Frank Lofranco

Personal information
- Date of birth: February 2, 1969 (age 57)
- Place of birth: Toronto, Ontario, Canada
- Height: 1.83 m (6 ft 0 in)
- Position: Midfielder

Senior career*
- Years: Team / Apps / (Gls)
- 1986: Toronto Italia
- 1987–1988: Toronto Blizzard / 24 / (1)
- 1989: North York Rockets / 8 / (1)
- 1991: North York Strikers
- 1992–1993: Toronto Blizzard / 19 / (2)

International career
- 1985: Canada U17 / 6 / (0)
- 1987: Canada U20 / 1 / (0)

Managerial career
- 2003–2007: Ottawa Fury Women

= Franco Lofranco =

Canadian soccer player and coach

Frank Lofranco (born February 2, 1969) is a Canadian former soccer player and head coach.

== Career ==
Lofranco played in the National Soccer League with Toronto Italia in 1986. The following season he played in the Canadian Soccer League with Toronto Blizzard. After two seasons with the Blizzard he was traded to the North York Rockets. In 1991, he returned to the National Soccer League to play with North York Strikers. In 1992, he returned to play with the Toronto Blizzard in their final season in the Canadian Soccer League. He played the following season with Toronto in the American Professional Soccer League, where he appeared in 19 matches and recorded two goals.
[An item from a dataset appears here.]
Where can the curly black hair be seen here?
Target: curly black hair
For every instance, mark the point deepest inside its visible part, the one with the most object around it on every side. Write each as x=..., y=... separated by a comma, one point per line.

== International career ==
Lofranco made his international debut for the Canada men's national under-17 soccer team on May 13, 1985, against Costa Rica at the 1985 CONCACAF U-17 Championship. In 1987, he played with the Canada men's national under-20 soccer team at the 1987 Pan American Games.

== Managerial career ==
Lofranco was named the head coach in 2003 for the Ottawa Fury Women in the USL W-League. In 2008, he resigned from his position as Fury head coach. In 2008, he became the technical director for the Ottawa Fury.